Perhaps most interesting is the practice of surveillance, employed particularly by Brannan. Surveillance activity seems to have picked up considerably after the mid-century, and cases were found in the Old Bailey Online by combining searches for ‘plain-clothed’ (and similar phrases) and for ‘observation’. Brannan both watched houses but also observed suspicious individuals. In the trial of James Williams, in July 1870, Brannan noted how ‘in consequence of information, I directed officers to go to Long Acre and keep a certain house under observation’. In an earlier trial of June 1859, involving a family of three (William Gillard, William Gillard Jnr, and Emily Gillard) prosecuted for having counterfeit coins intheir possession, Brannan gave evidence about one of the defendants that, ‘I have had him under observation nearly a year and a half’. Brannan’s last Old Bailey cases, as far as I can detect, were in the spring of 1873. The sudden death of ‘Inspector Brennan’ was reported in the press on Tuesday 16thSeptember 1873, where he was described as ‘one of the oldest officers in the police force’ (The Morning Post; The Pall Mall Gazette).
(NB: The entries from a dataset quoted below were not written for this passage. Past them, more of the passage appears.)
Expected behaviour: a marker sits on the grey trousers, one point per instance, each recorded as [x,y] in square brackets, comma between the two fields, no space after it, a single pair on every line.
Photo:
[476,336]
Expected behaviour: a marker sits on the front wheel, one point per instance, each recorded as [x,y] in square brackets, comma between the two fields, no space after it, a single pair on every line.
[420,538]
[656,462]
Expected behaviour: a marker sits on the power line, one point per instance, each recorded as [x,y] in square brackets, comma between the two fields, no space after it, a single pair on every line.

Brannan’s story tells us a great deal about the practices of policing in the mid- to late nineteenth century. Whilst the trial material has to be read with a critical eye, the way in which Brannan presents his evidence, his tendency towards pomposity, his ‘knowledge’ and familiarity with the world of counterfeiting, reveal something of policing on the ground in the Victorian period. Moreover the overlapping networks of contacts between Brannan, his son James Brannan Jnr (also a metropolitan police officer), other police officers and the Mint Inspectors of Coin also provide insight into how police worked in the period.
The changing nature of policing ‘on the ground’ is something that has been considered by a number of historians. For example, Joanne Klein has looked at the ‘Daily Lives’ of policemen walking the beat in early twentieth century Manchester and Birmingham (2010). Yet forms of police detection, undercover work and surveillance have only recently started to be investigated (Jackson; Shpayer Makov). Hopefully the longer study that I am writing about Brannan’s career will be a contribution to this knowledge.